Kayip disappeared beneath the street, and Desct led Sylvaine, alone, into the mass of shantytowns that covered the space between two large refinery structures.
“This was once some sort of courtyard, I think, when the refineries were first opened,” he explained. “They had sufficient lodging for the population of mutants years ago, but from what I can gather, their shit-cursed operations expanded, and it was cheaper just to throw us to the trash heap, and let us build our own fucking quarters ourselves.”

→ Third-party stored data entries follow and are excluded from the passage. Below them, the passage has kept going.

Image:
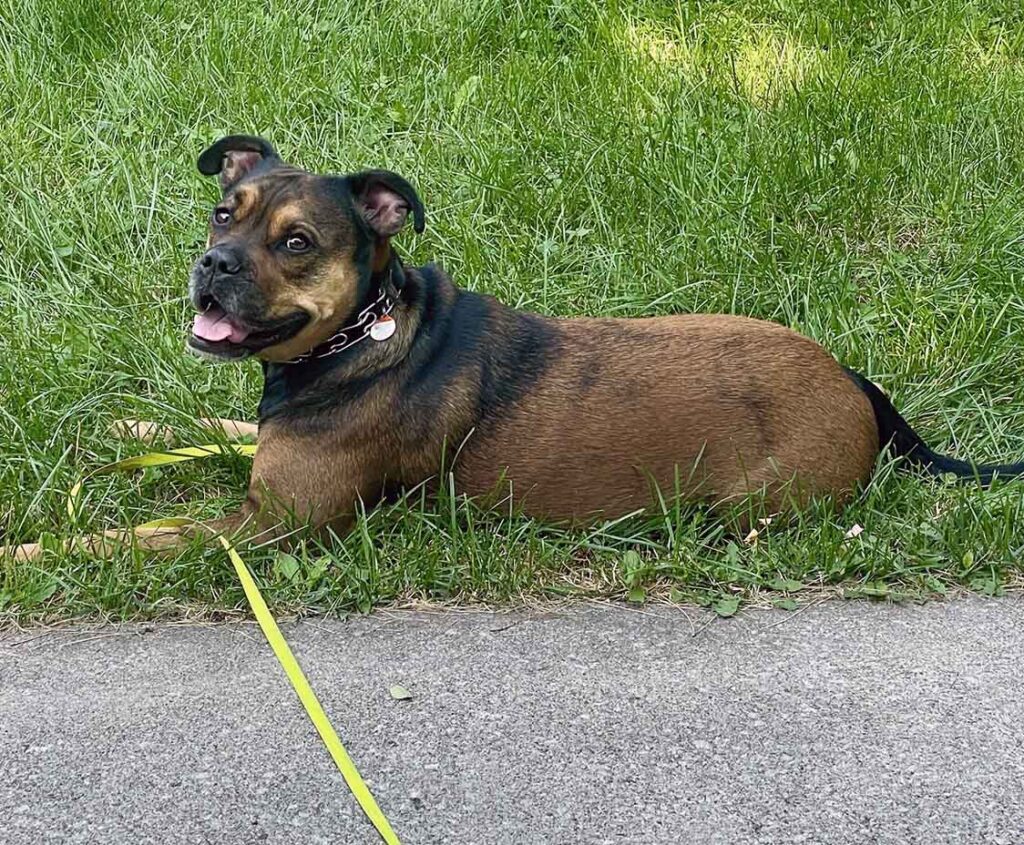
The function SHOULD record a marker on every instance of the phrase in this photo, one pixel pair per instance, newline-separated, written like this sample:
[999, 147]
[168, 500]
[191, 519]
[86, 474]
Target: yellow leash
[266, 622]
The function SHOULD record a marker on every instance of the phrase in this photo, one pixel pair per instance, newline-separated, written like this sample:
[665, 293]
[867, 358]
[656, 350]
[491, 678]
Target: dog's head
[291, 254]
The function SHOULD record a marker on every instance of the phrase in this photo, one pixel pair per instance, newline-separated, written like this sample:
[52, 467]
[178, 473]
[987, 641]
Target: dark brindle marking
[580, 418]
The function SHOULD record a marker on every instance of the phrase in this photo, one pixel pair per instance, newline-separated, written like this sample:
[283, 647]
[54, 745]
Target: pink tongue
[215, 326]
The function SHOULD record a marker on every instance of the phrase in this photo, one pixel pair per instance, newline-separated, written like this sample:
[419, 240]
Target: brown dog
[378, 374]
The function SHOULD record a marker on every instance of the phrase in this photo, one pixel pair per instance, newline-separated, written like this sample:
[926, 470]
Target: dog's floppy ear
[235, 156]
[384, 200]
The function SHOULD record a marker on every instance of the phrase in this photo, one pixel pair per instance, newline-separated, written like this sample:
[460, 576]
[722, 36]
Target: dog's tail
[896, 434]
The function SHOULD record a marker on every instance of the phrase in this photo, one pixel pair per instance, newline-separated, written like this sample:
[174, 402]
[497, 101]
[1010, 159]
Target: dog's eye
[297, 243]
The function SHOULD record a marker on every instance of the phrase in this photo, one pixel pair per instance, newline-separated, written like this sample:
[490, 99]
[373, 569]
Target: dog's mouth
[218, 333]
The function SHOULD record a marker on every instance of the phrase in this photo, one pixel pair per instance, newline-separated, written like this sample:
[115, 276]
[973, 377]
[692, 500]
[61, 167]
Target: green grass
[852, 169]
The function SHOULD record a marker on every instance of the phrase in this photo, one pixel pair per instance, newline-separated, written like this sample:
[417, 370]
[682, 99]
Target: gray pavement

The structures were webs of welded pipes and iron poles, upon which were placed dirty cloth and cheap wood. Some buildings were old machines: tread-driller arms reused as support pillars, decayed hulls of transport-trucks converted into cramped huts, melted scrap from a thousand origins used to fill in corners. The macrostructure was large, rust and filth covered, but more than anything else, it was dense. Travel through its winding paths seemed more plodding than even the worst of the Underway, requiring even more climbing, crawling, and sneaking through hidden passageways; some between walls of rags, others behind non-load-bearing “walls.” Sylvaine tried to imagine what architectural plans for such a structure would be, but concluded that it would be madness to try to sketch it out.